Acquire a surety bond
Like many other industries, freight brokers are required by the FMCSA to obtain a surety bond. Current bond requirements are at least $75,000 in coverage to ensure high standards and accountability. The surety bond serves as a guarantee that the broker will comply with all regulations and pay any fees or penalties owed to shippers and carriers. The purpose of a broker surety bond is to protect the interests of the shippers and carriers that work with the broker. If a broker fails to pay a carrier for services rendered, the bond can be used to cover the costs. Surety bonds are also a way for the FMCSA to hold brokers accountable for any violations of federal regulations.
Find the right shippers
Now you are ready to start shipping freight, but you need to find shippers to do so. Finding shippers and developing relationships is the most important step once authority is granted. Most brokers post their loads to a load board or use the load board to find carriers.

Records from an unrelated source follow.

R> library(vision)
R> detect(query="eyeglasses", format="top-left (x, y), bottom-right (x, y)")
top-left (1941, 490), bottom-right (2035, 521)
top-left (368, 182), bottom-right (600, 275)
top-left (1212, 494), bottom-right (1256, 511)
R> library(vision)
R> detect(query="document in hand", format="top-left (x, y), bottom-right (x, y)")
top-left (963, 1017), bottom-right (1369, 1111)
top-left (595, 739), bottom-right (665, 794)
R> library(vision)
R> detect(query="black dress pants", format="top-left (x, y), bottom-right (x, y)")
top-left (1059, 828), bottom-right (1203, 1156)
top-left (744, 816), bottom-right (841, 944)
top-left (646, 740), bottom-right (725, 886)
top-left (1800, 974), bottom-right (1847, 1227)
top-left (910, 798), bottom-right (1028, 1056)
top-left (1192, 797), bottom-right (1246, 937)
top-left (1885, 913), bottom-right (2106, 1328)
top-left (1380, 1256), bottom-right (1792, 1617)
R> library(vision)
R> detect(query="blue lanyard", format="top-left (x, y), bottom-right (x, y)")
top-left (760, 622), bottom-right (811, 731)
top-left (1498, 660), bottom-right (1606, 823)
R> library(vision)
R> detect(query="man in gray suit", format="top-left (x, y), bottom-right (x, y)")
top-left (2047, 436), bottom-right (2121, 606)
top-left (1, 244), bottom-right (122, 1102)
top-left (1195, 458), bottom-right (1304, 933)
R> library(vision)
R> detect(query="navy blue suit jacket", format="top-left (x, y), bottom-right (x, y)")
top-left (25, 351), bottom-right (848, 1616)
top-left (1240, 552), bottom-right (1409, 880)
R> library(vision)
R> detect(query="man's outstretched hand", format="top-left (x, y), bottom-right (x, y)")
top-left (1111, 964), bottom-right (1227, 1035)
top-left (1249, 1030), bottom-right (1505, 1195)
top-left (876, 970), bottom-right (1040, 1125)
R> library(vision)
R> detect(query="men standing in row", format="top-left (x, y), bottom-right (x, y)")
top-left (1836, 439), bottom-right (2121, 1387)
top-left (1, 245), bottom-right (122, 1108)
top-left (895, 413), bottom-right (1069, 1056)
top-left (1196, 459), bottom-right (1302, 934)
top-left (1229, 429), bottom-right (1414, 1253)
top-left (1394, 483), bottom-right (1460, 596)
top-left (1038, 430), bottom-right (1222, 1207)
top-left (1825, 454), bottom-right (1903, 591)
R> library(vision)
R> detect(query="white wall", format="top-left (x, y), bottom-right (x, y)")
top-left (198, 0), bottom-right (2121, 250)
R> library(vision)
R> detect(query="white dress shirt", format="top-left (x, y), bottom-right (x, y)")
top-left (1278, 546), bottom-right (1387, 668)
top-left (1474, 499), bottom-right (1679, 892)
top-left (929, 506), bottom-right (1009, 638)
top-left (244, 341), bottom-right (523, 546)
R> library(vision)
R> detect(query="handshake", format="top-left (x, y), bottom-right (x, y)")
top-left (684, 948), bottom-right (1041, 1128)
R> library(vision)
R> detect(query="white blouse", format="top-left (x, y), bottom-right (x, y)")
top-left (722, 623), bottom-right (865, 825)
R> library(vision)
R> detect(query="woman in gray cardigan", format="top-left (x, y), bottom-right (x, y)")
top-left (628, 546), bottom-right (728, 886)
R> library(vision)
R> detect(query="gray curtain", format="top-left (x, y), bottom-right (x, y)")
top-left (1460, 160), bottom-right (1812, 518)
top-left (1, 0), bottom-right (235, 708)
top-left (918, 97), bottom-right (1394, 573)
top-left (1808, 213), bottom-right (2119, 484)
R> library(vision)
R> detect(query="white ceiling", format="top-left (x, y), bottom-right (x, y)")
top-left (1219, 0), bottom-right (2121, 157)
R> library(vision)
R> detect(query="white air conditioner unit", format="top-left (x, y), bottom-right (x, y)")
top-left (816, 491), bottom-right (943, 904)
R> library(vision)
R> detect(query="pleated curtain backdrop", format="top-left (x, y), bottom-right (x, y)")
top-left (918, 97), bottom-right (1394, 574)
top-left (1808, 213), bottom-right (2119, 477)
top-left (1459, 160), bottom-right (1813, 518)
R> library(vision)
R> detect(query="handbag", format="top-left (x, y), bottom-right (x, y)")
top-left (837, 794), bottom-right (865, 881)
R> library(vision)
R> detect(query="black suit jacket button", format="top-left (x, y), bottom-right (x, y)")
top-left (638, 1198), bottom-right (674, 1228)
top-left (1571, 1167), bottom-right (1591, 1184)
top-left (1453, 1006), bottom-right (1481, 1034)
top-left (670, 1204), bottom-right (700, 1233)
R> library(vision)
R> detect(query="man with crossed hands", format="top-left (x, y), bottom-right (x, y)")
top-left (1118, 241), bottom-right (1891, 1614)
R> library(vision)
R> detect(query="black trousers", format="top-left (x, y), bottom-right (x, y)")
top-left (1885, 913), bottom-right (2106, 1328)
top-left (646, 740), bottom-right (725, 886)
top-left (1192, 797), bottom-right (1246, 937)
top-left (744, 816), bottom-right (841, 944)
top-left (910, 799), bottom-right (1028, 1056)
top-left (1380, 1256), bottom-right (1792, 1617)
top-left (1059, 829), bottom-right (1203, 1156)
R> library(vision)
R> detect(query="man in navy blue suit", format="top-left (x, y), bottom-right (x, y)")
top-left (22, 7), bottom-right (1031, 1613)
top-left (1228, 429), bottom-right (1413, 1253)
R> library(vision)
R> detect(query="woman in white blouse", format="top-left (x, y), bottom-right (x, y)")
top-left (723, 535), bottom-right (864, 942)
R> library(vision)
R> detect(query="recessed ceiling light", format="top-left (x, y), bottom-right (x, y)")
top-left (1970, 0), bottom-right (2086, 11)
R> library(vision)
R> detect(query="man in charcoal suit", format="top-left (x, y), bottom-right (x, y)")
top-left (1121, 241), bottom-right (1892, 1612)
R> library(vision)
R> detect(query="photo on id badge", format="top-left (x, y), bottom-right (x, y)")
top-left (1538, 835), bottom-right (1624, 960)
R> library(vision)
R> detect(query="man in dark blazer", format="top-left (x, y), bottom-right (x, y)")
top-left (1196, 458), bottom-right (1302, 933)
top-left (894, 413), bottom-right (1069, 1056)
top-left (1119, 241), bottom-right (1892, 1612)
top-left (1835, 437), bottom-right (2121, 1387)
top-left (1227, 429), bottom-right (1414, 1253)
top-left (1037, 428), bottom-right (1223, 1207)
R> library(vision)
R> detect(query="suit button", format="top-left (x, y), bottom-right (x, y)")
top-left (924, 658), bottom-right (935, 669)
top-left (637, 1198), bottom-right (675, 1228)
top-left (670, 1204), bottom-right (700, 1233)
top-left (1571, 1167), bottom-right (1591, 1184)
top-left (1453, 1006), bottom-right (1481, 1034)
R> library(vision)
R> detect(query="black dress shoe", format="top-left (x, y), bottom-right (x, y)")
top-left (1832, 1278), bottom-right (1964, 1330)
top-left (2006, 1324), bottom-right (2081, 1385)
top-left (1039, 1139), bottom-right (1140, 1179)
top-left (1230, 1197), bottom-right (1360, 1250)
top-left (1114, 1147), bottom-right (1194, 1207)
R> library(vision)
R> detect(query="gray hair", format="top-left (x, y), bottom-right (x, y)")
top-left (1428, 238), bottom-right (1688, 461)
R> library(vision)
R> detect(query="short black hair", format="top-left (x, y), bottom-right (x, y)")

Follow state tax regulations
Owning a business - in any industry - requires paying the appropriate taxes. Failure to do so can quickly put your business in jeopardy. Therefore, ensure you understand what you will owe and the payment schedule before launching.
Develop broker contracts
Your experience or education can help you succeed in freight brokerage, and you must create and maintain contracts with shippers and carriers across your network. You will also need to maintain detailed documentation. You may want to work with a business attorney and identify tech tools to help you operate efficiently.
Working as a freight broker can be a highly lucrative and rewarding career. But to do so, you must ensure you meet all applicable laws and regulations. Once this is in place, you can start working to connect shippers and carriers!